Google caps Meta's Gemini AI access amid computing capacity crunch
Synopsis
Key Takeaways
Google has imposed restrictions on Meta's use of its Gemini artificial intelligence models after the social media giant requested more computing capacity than Google was able to supply, according to a Financial Times report. The limits reportedly took effect around March 2025, marking a significant flashpoint in the intensifying global scramble for AI infrastructure.
What Triggered the Restrictions
Meta's demand for Gemini model capacity was reportedly so outsized that Google could not fulfil the full request, leaving a shortfall that disrupted and delayed several of Meta's internal AI projects. According to the report, Meta ranks among Google's largest cloud customers, making its exposure to any capacity ceiling particularly acute.
The constraints are said to have prompted Meta to direct employees to use AI resources more efficiently — including cutting consumption of AI tokens, the standard unit used to measure and bill generative AI usage.
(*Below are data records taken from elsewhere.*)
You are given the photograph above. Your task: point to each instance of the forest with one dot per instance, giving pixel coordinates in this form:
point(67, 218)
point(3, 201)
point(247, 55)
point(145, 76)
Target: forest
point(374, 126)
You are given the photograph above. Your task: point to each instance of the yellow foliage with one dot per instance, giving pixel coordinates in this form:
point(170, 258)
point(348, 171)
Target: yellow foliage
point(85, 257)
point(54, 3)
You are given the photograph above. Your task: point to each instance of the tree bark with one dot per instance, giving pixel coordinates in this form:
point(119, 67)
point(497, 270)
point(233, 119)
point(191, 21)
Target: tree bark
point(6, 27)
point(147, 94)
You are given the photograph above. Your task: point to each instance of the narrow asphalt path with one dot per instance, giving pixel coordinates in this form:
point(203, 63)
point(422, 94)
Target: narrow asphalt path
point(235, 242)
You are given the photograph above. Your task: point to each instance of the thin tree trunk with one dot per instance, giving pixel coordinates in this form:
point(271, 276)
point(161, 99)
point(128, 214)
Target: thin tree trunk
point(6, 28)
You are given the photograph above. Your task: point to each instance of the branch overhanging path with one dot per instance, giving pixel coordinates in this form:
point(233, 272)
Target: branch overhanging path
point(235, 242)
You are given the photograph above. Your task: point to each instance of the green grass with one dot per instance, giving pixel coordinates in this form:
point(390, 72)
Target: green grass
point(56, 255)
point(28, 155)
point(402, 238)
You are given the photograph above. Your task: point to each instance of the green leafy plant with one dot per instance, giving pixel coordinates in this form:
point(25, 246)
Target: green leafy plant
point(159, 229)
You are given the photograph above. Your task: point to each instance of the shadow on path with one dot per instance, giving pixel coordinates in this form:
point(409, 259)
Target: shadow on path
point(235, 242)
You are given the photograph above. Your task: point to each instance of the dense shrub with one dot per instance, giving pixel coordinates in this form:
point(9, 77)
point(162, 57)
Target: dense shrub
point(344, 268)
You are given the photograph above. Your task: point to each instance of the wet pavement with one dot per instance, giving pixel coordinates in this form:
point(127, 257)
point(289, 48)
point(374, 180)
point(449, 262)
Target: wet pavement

Broader Impact Across the Industry
Meta is not alone. Several other Google customers have reportedly encountered similar limitations on computing access, though the disruption to them has been less severe. The pattern points to a structural bottleneck: across the technology industry, demand for AI computing power is consistently outrunning available supply, even as companies pour billions into data centres and next-generation chips.
This comes amid a broader infrastructure arms race, with hyperscalers racing to commission new GPU clusters and custom silicon. Notably, the constraints are emerging even as enterprise AI adoption is still in relatively early stages — a signal of how steep the capacity curve ahead could be.
What Google Has Said
Google has not publicly disputed the capacity challenge. During its first-quarter earnings call, parent company Alphabet reported that Google Cloud revenue climbed to $20 billion. However, Chief Executive Officer Sundar Pichai acknowledged that computing capacity limitations had prevented even stronger growth and had contributed to a notable increase in the cloud division's order backlog — a rare admission that demand is running well ahead of supply.
Why This Matters
The reported restrictions on Meta's Gemini access illustrate how AI infrastructure shortages are fast becoming a competitive differentiator — and a liability. Companies unable to secure sufficient compute face delays in product development, a risk that grows as AI is embedded deeper into core business functions.
For Google, the episode also surfaces a tension: as a supplier of AI services, capacity rationing could push large customers toward rival clouds or in-house infrastructure, accelerating the very diversification Google's cloud business seeks to prevent. With Microsoft Azure, Amazon Web Services, and a clutch of specialised AI infrastructure providers all vying for the same enterprise budgets, the stakes of a capacity miss are high on both sides of the transaction.
How Google allocates its constrained compute — and how quickly it can expand supply — will be a defining question for the AI cloud market through the rest of 2025.